Žarko Grbović

Personal information
- Date of birth: 20 May 1995 (age 29)
- Place of birth: Nikšić, FR Yugoslavia
- Height: 1.83 m (6 ft 0 in)
- Position(s): Winger

Team information
- Current team: FK Iskra Danilovgrad

Senior career*
- Years: Team / Apps / (Gls)
- 2011–2015: Mogren / 53 / (10)
- 2014: → Twente (loan) / 0 / (0)
- 2015–2016: Sutjeska / 24 / (1)
- 2016–2017: Toledo / 6 / (0)
- 2017: → Rayo Vallecano B (loan) / 0 / (0)
- 2017–2018: Rad / 3 / (0)
- 2018–2019: Sutjeska / 14 / (0)
- 2020–2021: Kom / 4 / (0)
- 2021-: FK Iskra Danilovgrad / 0 / (0)

International career^{‡}
- Montenegro U17 / 3 / (0)
- 2012–2014: Montenegro U19 / 9 / (2)
- 2012–: Montenegro U21 / 2 / (0)

= Žarko Grbović =

Montenegrin footballer

Žarko Grbović (Cyrillic: Жарко Грбовић, born 20 May 1995) is a Montenegrin football player who plays for Montenegrin club FK Iskra Danilovgrad as a winger.

==Club career==
Born in Nikšić, Grbović made his professional debut with Mogren in the Montenegrin First League in 2011. In January 2014, he was loaned to Dutch side FC Twente at the age of 18, where he was deployed in the youth team. Over the course of the 2014-15 season, he scored a total of 8 goals over 24 games played at the age of 20. Although Mogren ended up regulated into the second tier, Grbović was offered a trial with Spanish club Valencia.

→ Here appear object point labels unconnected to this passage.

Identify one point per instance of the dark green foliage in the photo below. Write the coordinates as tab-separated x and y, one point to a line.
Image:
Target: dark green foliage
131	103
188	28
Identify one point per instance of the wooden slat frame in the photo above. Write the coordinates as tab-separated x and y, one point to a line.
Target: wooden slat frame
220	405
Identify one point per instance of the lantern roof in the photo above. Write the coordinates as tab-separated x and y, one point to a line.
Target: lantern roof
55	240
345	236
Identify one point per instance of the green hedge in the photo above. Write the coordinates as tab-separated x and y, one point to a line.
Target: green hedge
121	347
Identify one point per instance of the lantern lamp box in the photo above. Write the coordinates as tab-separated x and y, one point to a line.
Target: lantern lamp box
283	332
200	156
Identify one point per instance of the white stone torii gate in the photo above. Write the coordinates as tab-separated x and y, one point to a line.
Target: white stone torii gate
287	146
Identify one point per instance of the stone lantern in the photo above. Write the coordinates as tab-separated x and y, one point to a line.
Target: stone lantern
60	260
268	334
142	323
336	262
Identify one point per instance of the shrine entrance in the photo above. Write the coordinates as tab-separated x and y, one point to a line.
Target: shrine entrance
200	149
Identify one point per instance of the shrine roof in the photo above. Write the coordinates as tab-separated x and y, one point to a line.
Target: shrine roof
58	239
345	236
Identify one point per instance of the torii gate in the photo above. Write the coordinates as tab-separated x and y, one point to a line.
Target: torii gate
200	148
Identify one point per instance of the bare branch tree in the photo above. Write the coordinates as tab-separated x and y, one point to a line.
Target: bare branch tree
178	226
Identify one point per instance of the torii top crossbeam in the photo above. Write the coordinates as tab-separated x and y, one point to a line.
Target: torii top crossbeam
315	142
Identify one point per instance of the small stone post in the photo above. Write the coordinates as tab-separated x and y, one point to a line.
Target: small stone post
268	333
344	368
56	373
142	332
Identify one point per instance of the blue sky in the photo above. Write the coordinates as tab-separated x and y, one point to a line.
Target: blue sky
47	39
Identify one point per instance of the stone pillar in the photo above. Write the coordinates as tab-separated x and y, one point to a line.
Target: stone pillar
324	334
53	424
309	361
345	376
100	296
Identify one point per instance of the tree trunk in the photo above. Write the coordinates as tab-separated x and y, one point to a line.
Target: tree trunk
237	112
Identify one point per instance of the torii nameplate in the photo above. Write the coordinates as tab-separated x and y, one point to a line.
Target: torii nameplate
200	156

After unsuccessful loan spells from Mogren, Grbović joined Sutjeska in 2015. He then moved to Spain and signed with CD Toledo in summer 2016. He played with Toledo the first half of the season at 2016–17 Segunda División B and then was loaned to Rayo Vallecano B and played the second half of season at 2016–17 Tercera División. In summer 2017 he joined Serbian club FK Rad.

==International career==
Grbović represented Montenegro at U-17, U-19 and U-21 levels.